Client Waives AC Privilege via Emails, Chats & Blogs … Oh My!

by Nick Brestoff, M.S., J.D.

How ironic. You’d think that attorneys at Electronic Frontier Foundation (“EFF”) would draw the line at letting a client talk about her conversations with her counsel to the point where the attorney-client privilege was held to have been waived.

But in Lenz v. Universal Music Group, No. 07-03787-JF (N.D.Cal. Oct. 22, 2010), that’s what happened. Plaintiff Stephanie Lenz, represented by attorneys at EFF, had sued Universal Music Group (UMG), alleging that UMG had harmed her First Amendment free speech rights when UMG issued a notice to YouTube demanding that it “take down” a 29 second video of Lenz’s toddler dancing to Prince’s “Let’s Go Crazy.”

While the lawsuit was pending, Lenz used e-mails, Gmail Chat, and a personal blog to repeatedly discuss her conversations with her attorney about the case.
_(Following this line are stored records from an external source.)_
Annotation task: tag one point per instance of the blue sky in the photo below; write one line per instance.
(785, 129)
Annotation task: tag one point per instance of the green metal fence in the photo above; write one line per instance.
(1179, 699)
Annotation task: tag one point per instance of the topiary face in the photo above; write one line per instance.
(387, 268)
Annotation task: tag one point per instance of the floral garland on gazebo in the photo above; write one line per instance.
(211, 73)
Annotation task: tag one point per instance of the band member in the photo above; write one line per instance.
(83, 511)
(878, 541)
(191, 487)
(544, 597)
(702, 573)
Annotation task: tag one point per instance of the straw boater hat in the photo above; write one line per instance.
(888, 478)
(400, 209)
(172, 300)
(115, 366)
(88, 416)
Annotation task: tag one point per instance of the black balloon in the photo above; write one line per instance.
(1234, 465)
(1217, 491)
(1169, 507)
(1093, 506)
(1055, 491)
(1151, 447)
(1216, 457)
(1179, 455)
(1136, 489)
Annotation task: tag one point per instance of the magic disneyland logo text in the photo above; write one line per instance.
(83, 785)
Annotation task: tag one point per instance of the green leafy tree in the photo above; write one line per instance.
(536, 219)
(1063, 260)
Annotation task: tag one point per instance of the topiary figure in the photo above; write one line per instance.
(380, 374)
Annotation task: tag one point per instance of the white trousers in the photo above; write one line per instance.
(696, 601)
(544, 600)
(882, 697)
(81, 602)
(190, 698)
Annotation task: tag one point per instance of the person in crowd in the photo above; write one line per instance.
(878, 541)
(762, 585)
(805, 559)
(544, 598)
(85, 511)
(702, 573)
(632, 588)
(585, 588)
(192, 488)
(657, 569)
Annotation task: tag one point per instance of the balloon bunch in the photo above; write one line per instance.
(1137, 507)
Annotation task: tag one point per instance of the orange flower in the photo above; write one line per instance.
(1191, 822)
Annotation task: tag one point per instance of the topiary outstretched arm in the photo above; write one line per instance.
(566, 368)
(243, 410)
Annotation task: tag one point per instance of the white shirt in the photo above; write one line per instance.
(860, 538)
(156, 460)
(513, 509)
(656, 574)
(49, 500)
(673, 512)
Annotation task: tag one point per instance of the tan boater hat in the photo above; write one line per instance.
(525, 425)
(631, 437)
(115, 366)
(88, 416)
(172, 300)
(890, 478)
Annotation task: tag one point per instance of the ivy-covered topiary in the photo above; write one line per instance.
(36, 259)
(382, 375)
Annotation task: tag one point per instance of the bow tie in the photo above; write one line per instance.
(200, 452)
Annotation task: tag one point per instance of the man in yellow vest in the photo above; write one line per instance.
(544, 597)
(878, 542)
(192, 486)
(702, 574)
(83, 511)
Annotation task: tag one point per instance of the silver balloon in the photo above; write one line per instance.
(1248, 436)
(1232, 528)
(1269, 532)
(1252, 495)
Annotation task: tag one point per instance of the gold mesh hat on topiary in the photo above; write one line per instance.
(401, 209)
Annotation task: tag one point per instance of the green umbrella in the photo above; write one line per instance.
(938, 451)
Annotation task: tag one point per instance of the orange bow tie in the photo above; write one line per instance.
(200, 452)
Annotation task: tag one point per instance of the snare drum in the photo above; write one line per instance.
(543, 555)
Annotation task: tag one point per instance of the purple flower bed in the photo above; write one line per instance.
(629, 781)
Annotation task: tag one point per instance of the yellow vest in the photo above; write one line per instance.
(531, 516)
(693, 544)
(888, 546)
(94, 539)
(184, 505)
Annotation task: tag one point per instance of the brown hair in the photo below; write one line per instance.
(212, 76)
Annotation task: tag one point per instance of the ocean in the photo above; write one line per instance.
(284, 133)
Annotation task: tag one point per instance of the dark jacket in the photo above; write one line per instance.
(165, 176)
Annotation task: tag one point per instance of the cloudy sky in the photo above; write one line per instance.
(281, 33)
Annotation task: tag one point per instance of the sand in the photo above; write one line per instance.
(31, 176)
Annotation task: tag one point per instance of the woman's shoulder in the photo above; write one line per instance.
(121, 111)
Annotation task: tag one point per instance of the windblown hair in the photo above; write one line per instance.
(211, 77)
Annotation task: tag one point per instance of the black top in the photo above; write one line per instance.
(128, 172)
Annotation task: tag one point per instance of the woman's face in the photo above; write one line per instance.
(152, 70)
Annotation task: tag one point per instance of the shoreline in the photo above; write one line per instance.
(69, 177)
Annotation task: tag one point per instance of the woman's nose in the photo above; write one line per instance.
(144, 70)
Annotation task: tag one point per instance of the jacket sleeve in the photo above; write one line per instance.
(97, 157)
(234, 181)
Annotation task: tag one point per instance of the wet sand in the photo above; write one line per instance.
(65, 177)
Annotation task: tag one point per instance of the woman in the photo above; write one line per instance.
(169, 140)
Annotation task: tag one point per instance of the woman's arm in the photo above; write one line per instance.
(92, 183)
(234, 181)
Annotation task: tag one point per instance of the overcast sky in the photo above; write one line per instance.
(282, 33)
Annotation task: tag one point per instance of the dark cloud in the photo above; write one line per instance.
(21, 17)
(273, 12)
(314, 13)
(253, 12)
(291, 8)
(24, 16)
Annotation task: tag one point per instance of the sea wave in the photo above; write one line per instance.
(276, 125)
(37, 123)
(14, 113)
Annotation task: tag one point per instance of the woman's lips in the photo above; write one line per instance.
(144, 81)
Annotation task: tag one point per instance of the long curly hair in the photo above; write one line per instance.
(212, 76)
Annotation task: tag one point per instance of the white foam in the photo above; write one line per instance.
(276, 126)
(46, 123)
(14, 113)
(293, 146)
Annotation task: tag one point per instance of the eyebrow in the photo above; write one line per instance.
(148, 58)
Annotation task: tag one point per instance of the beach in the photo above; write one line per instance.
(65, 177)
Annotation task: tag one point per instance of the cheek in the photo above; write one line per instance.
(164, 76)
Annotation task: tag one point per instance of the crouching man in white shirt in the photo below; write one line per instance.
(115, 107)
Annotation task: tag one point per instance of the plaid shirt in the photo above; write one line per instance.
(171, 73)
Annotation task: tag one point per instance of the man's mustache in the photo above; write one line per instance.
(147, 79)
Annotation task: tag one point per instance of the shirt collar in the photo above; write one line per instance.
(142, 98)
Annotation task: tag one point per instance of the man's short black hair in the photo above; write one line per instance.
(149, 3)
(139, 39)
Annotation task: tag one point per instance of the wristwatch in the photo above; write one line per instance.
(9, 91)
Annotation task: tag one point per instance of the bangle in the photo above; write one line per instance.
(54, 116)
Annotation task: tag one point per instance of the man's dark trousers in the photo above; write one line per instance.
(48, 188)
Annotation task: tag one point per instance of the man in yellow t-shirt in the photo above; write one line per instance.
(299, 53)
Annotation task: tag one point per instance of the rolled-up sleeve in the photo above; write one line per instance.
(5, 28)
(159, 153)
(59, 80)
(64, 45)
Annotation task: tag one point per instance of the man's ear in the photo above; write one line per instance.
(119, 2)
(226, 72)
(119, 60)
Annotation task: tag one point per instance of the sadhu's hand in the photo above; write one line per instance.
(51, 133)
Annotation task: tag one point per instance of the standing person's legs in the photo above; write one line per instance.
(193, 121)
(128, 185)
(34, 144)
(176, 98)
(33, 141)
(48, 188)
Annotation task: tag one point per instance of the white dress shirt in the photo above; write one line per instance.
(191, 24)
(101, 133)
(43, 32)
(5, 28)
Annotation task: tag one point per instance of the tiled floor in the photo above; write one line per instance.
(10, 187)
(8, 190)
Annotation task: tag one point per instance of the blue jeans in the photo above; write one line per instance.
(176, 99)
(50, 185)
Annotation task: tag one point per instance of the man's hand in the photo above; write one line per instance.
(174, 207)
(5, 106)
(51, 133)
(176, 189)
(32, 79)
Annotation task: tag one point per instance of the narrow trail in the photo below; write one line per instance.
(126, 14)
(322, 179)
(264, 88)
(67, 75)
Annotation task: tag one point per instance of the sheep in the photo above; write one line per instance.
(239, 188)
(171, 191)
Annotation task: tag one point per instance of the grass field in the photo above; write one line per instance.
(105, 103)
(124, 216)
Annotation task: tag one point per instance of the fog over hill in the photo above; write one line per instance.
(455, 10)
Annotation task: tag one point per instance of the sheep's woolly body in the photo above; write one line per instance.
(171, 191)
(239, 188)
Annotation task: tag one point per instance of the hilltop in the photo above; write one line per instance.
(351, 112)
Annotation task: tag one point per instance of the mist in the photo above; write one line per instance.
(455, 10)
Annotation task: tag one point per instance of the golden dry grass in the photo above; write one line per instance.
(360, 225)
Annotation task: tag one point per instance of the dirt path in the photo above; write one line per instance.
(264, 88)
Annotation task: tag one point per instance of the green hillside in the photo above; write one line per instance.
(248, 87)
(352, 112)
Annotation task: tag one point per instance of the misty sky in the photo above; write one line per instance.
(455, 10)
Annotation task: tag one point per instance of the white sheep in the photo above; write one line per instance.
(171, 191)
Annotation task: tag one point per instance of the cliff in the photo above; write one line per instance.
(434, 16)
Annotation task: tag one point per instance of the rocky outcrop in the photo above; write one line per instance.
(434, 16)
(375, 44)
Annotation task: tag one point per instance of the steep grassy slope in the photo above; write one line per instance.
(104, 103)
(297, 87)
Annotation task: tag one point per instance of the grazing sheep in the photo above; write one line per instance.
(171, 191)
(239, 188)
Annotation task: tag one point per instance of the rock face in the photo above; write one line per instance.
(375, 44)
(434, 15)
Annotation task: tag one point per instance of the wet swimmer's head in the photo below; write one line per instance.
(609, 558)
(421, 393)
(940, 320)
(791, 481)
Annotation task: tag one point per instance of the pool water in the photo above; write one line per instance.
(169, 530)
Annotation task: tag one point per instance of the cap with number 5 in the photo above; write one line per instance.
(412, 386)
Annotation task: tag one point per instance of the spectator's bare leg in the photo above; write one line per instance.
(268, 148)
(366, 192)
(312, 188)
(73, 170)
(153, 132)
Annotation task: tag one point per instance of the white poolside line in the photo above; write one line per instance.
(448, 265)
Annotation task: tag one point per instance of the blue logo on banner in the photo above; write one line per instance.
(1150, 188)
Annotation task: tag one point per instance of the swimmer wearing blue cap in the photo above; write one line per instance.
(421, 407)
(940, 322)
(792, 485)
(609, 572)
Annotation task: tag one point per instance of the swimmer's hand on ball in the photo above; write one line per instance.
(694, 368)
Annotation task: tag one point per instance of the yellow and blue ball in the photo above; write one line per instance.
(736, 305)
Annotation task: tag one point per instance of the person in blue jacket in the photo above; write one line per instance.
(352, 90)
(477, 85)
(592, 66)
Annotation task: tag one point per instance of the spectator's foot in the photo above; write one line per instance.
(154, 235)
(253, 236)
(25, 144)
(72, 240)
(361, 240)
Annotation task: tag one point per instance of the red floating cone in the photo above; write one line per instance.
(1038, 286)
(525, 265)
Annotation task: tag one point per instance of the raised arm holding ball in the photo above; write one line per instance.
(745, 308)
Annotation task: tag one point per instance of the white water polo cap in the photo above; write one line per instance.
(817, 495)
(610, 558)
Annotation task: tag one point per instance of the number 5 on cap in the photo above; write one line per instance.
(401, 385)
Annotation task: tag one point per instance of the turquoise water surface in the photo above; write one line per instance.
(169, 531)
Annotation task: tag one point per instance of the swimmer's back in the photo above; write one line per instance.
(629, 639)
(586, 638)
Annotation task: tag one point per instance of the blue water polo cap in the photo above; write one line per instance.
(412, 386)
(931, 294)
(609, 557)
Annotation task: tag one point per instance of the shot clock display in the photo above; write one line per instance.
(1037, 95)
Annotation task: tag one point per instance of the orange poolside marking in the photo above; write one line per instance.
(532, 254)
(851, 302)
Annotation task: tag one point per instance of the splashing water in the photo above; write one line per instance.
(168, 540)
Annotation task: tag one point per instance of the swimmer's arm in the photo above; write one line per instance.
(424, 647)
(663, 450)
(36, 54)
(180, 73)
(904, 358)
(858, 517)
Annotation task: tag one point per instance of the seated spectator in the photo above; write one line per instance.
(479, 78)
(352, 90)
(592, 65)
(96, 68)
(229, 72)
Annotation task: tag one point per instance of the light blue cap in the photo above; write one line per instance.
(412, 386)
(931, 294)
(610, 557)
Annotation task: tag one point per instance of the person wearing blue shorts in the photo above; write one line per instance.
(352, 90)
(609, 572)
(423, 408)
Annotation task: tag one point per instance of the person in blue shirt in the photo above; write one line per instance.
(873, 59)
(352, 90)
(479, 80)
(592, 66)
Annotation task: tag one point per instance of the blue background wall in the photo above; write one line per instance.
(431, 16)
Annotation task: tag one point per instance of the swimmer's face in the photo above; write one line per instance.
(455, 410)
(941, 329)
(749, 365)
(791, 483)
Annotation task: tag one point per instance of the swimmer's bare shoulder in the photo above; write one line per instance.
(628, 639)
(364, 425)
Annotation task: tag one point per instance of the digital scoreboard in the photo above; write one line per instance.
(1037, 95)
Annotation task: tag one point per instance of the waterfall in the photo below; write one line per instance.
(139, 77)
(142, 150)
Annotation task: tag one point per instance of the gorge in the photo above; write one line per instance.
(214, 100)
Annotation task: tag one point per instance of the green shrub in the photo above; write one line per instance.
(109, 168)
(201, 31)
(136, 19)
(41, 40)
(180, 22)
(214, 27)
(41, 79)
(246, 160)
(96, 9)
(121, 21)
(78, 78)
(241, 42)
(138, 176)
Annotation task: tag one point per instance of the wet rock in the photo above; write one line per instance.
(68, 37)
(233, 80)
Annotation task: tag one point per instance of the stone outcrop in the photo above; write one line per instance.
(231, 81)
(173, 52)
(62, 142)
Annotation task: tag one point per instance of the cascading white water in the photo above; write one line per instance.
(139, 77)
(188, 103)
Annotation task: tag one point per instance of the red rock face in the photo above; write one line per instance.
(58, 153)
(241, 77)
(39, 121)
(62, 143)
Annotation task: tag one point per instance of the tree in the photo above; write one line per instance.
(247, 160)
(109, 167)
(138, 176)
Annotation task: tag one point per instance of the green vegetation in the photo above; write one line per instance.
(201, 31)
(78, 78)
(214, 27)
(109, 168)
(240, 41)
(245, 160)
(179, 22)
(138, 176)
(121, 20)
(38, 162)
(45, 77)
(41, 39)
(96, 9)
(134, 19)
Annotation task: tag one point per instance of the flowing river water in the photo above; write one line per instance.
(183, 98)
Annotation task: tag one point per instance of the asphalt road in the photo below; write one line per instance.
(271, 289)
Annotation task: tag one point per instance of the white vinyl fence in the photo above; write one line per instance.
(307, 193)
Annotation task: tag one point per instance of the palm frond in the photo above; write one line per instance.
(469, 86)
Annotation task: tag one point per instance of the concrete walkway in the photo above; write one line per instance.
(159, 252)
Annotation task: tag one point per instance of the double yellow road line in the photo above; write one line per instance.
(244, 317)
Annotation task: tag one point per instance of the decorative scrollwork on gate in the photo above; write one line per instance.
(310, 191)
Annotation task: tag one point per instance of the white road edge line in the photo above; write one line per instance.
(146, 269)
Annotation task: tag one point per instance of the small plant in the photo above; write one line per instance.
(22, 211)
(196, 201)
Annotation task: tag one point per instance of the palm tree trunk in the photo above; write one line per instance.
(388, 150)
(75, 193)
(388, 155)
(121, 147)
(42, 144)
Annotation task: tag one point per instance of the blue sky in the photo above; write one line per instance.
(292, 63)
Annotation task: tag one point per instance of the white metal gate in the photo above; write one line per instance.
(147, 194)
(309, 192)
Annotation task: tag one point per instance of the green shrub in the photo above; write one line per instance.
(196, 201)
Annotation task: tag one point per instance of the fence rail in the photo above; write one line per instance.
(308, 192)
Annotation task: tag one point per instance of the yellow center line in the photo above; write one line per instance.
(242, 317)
For example, she said that the lawsuit was an opportunity for EFF to “get their teeth into UMG” for sending takedown notices. As a result, U.S. Magistrate Judge Patricia Trumbull granted UMG’s motion to compel further discovery regarding Lenz’s motives for bringing the action.

Then, in her chats, she revealed legal strategies, including EFF’s plan that it was using her case to clarify a ruling in a different case. Judge Trumbull granted UMG’s motion for further discovery on that subject, too.

Finally, in her blog, Lenz spoke of her conversations with counsel pertaining to certain specific factual allegations. You know what happened. The court held that she had voluntarily waived her privilege in this regard as well.

The lesson here: All clients need a lecture about using e-mails, chats, blogs, and any other form of social media to talk about confidential attorney-client communications. As in, “Don’t.” As this case demonstrates, even the EFF now knows that, in litigation, too much freedom can be a dangerous thing.

Nick Brestoff, M.S., J.D. | Western Regional Director | Discovery Strategy & Management
International Litigation Services | www.ilsTEAM.com | nbrestoff@ilsTEAM.com | (213) 674-4334

Thursday, November 4, 2010

e-Discovery: Proportionality, Technology and Practice Standardization

Posted by Douglas Forrest on Nov 4, 2010

 

Principal 6 of the just released Sedona Conference Commentary on Proportionality in
Electronic Discovery
provides that:

Technologies to reduce cost and burden should be considered in the
proportionality analysis

While most of the provided commentary (parties should meet and confer, etc.) will be familiar to e-discovery adepts, there is some that is more novel (clue: no supporting footnotes or citations), viz.,

Parties and law firms that are involved in a significant amount of electronic discovery may choose a standard tool that meets their overall needs. The fact that the standard tool is not the best fit for an individual case should not be held against the firm or the party unless it is conspicuously inadequate for the case, as might happen where the volume of information is unusually high. Parties and law firms may have to consider other tools for cases that exceed the capacity of the standard tool. (Italics added.)

A few thoughts:

Except in those still relatively uncommon instances where parties are hosting review platforms themselves, the standard tools chosen by parties that would be relevant here would seem to be those used for identification, preservation and collection. However, the only specific caveats raised relate to the capacity to handle high volumes, which speaks almost exclusively to post-collection processing and review platforms.

The statement that the choice of a standard tool which is not the best fit for a particular case “should not be held against the firm or the party unless it is conspicuously inadequate for the case, as might happen where the volume of information is unusually high” is no safe harbor, but a standard of conspicuous inadequacy could still be rather useful as a bulwark in some cases.

The language could also assist law firms and general counsel offices in making  a case not only for selecting and deploying the right standard tools but also, by arguably giving some measure of protection against technological obsolescence,  doing so sooner rather than later.

Of course, what is a rule without exceptions? In addition to the capacity caveats, the commentary ends on this note:

While technology may create efficiencies and cost savings, it is not a panacea and there may be circumstances where the costs of technological tools outweigh the benefits of their use.